On Sunday, Drift Protocol—a decentralized exchange based on Solana—revealed that an attack which siphoned approximately $285 million was a meticulously planned six-month operation by a North Korean state-affiliated threat group. The attackers assumed fake professional identities and engaged with contributors at in-person conferences using malicious developer tools to facilitate their breach, according to a detailed report from the platform.
Michael Pearl, Vice President of Strategy at blockchain security firm Cyvers, explained to Decrypt that “crypto teams are now facing adversaries who operate like intelligence units rather than mere hackers, leaving many organizations unprepared for such sophisticated threats.”
The group first engaged with contributors at a significant crypto conference last fall, posing as a quantitative trading firm interested in integrating with Drift’s protocol. Over time, they established trust through face-to-face meetings and Telegram communications, onboarded an Ecosystem Vault on Drift, deposited $1 million of their own capital into the vault, and then disappeared, erasing all traces of chats and malware when the exploit occurred.
Drift suggested that the intrusion might have involved a malicious code repository, a counterfeit TestFlight app, and a vulnerability in VSCode/Cursor allowing silent code execution without user interaction. The platform attributed the attack with “medium-high confidence” to UNC4736, also known as AppleJeus or Citrine Sleet—the same group linked to 2024’s Radiant Capital hack by cybersecurity firm Mandiant.
According to Drift, the individuals who met contributors in person were not North Korean nationals. DPRK-linked actors often rely on third-party intermediaries for face-to-face engagements. Onchain fund movements and overlapping identities suggest DPRK involvement, as noted by incident responders SEAL 911, although Mandiant is awaiting forensic confirmation.

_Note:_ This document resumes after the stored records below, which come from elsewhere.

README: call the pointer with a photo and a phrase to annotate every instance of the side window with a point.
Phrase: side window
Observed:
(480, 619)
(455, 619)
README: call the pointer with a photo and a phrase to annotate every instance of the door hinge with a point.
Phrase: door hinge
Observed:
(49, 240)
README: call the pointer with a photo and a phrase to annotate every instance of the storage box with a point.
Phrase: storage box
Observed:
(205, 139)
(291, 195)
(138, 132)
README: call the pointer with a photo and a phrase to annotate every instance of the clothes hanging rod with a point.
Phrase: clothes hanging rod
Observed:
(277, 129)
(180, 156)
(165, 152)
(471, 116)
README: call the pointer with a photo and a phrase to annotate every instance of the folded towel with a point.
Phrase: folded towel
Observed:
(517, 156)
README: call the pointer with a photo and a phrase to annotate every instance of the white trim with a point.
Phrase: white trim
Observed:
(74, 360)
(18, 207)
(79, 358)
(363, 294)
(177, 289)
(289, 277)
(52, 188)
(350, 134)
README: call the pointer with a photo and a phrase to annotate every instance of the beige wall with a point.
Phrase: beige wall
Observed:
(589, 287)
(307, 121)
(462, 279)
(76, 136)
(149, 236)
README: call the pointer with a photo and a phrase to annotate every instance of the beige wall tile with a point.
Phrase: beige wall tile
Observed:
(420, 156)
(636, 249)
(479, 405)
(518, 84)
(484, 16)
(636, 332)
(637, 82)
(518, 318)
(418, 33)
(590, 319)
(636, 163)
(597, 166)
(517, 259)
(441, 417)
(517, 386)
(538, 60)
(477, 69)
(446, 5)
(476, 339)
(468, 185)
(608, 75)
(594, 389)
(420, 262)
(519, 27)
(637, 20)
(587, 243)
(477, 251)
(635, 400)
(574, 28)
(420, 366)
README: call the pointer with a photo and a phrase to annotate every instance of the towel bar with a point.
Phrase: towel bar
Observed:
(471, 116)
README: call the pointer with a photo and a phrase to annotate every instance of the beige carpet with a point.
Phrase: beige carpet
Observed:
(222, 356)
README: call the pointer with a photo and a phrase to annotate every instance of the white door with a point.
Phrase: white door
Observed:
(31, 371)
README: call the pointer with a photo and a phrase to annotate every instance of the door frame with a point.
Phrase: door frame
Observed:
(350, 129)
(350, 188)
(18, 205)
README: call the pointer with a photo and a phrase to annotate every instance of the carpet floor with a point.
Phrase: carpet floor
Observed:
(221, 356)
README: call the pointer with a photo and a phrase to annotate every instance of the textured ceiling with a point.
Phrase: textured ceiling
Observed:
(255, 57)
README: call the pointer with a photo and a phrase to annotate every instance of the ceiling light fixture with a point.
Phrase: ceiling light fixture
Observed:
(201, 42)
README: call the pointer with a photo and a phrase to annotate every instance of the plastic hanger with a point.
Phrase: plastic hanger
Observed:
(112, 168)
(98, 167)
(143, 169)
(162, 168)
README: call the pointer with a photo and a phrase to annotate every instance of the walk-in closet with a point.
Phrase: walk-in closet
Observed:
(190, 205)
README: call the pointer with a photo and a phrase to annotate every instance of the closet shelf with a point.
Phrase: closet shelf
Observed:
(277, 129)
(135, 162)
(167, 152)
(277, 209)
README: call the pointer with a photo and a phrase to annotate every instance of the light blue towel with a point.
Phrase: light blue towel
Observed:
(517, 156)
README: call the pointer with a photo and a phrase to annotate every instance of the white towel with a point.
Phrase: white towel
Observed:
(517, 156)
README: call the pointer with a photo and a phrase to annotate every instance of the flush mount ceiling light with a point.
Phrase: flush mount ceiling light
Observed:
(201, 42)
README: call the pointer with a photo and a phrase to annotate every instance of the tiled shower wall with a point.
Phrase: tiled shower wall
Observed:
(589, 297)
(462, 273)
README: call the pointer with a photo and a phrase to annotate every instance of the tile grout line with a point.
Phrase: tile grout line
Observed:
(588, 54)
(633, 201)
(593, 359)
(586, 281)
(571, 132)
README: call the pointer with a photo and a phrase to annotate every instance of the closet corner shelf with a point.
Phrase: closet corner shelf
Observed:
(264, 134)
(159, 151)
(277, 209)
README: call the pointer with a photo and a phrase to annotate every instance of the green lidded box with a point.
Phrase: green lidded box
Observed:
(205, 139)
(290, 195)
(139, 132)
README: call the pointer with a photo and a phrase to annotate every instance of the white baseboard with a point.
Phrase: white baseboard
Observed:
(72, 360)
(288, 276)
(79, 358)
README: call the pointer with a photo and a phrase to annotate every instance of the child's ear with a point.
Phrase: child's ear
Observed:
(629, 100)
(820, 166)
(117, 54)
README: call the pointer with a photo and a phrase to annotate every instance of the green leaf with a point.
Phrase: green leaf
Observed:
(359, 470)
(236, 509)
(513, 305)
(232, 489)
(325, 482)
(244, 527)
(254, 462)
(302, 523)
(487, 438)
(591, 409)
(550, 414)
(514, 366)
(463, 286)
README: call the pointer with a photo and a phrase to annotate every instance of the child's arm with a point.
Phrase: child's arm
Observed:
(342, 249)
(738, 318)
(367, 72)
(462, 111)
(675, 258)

Security researcher @tayvano_, credited by Drift for aiding in the identification of malicious actors, suggested that the implications extend beyond this incident. In a tweet, they alleged that “DPRK IT workers built the protocols you know and love, all the way back to defi summer.”
Pearl observed, “Drift and Bybit highlight the same pattern—signers were not directly compromised at the protocol level but tricked into approving malicious transactions.” He stressed that understanding transaction intent is more crucial than the number of signers.
He advocated for a shift in security to pre-transaction validation at the blockchain level, where transactions are independently simulated and verified before execution. “Once attackers control what users see, the only effective defense is validating what a transaction actually does, regardless of the interface,” Pearl added.
Regarding developer tools as an attack surface, Lavid emphasized that assumptions need to change fundamentally. He noted to Decrypt that it’s essential to assume endpoints are compromised, pointing out IDEs, code repositories, mobile apps, and signer environments as common entry points for attackers. “If these foundational tools are vulnerable, anything shown to the user—including transactions—can be manipulated,” he said, explaining this fundamentally challenges traditional security assumptions and leaves teams unable to trust the interface, device, or signing flow.